Cabo San Lucas, Baja del Sur, Mexico
This place is a paradise of easy pleasure. Easy pleasure is suspect…except when I have two kids and sunlight deprivation. Bring it on, Mexico. Drench me in Pina Colada, dry sunshine, and obsequious poolside service. I need you.
Thanks to Sara at Wax-On Capitol Hill, I am sleek and hairless in the parts that matter, thus not worrying about that as I go everywhere in my swim suit. (Typically the only people who see my normally European grooming habits are my husband and the people at my yoga studio. And some of the women there don't even wax their mustaches. But I digress.) I'm white but intend to stay that way. Didn't even mess with the suntan-in-a bottle. Why bother? I'm just one out of a hundred fish-belly-colored gringos on Playa Medano today.
Here at the resort, there are four resident flamingoes standing around a small pond, dipping their beaks into the water and emitting soulful moans every so often. I'm not sure the coastal desert is their natural habitat. I'm going to pretend it is so I can enjoy looking at them. Same with the green and turquoise budgies flapping around in a soaring cage by the pool.
Audrey is all bravado and curiosity in the water.
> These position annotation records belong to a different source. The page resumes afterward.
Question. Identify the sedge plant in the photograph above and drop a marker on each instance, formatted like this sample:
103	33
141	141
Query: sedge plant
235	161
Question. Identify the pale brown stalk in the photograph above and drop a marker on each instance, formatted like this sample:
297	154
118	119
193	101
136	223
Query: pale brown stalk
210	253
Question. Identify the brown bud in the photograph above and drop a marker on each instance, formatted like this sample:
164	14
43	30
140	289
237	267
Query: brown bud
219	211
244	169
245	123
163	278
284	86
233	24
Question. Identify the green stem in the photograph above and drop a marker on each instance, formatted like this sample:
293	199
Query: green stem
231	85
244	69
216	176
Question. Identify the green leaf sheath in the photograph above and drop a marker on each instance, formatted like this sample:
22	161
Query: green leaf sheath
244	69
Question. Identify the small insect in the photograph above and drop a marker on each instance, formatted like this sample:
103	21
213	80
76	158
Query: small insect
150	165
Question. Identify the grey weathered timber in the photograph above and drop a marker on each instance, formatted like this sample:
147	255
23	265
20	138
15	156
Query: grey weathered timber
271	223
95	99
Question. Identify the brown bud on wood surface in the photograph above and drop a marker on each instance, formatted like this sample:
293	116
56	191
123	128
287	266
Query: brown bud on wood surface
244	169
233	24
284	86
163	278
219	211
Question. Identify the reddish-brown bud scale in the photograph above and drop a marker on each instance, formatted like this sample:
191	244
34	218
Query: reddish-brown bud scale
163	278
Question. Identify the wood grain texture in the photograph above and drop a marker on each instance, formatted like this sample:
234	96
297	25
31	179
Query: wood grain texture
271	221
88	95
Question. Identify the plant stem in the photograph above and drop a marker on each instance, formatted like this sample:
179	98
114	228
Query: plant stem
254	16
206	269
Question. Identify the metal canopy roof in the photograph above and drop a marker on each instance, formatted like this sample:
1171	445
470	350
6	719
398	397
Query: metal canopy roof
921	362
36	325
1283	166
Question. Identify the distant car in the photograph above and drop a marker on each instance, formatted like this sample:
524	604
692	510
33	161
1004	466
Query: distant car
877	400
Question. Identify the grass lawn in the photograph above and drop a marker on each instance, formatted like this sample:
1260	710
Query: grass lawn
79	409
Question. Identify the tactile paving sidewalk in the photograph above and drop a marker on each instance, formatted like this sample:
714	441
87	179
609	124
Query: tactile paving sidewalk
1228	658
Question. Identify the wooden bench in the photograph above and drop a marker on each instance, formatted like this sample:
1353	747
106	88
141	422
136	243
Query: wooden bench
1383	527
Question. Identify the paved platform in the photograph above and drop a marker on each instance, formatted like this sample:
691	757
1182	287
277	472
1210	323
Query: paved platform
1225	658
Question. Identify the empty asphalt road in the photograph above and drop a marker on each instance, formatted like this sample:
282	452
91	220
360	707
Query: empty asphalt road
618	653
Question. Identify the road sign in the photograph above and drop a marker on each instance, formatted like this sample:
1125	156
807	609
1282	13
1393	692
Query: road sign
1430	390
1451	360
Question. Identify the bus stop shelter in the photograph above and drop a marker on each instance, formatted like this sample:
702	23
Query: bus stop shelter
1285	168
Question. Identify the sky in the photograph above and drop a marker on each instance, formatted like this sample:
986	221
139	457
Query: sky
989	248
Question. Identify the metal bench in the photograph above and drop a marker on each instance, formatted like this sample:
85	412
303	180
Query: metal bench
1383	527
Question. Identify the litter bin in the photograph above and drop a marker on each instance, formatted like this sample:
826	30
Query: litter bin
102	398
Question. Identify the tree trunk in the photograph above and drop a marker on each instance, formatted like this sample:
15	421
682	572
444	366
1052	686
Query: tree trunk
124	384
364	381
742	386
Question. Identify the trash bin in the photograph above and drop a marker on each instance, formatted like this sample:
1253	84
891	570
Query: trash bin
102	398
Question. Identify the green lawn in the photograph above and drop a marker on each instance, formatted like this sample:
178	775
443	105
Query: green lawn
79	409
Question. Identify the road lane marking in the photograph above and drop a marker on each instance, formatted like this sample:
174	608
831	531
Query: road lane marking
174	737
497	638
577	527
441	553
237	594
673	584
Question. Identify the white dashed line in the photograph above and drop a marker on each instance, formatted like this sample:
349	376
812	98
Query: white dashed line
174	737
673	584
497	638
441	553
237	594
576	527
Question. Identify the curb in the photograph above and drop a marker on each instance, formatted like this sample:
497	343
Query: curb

The only thing she wants to do is "swim." Here's how she swims: flaps her hands and feet while I support her shoulders and hips just under the surface of the water. Her face beams with pride. "I swimming!" she crows.
Why did I wait so long to come here?
Beautiful Ellya the concierge helped arrange a coconut birthday cake for Matt. He's 39 today. It says "Feliz Cumpleanos Matteo."
I also arranged a sunset cruise to celebrate. The four of us took a water taxi from the beach to the marina. After I sent us walking in the wrong direction around the very large, G-shaped waterfront, we discovered the correct dock and that our boat had left an hour earlier. Guess I left my suspicion of easy pleasure AND my ability to read boat schedules back at the customs line in San Jose del Cabo. No matter: it had begun to rain and a cruise out on the open water would have been very unpleasant. Instead, we went to dinner.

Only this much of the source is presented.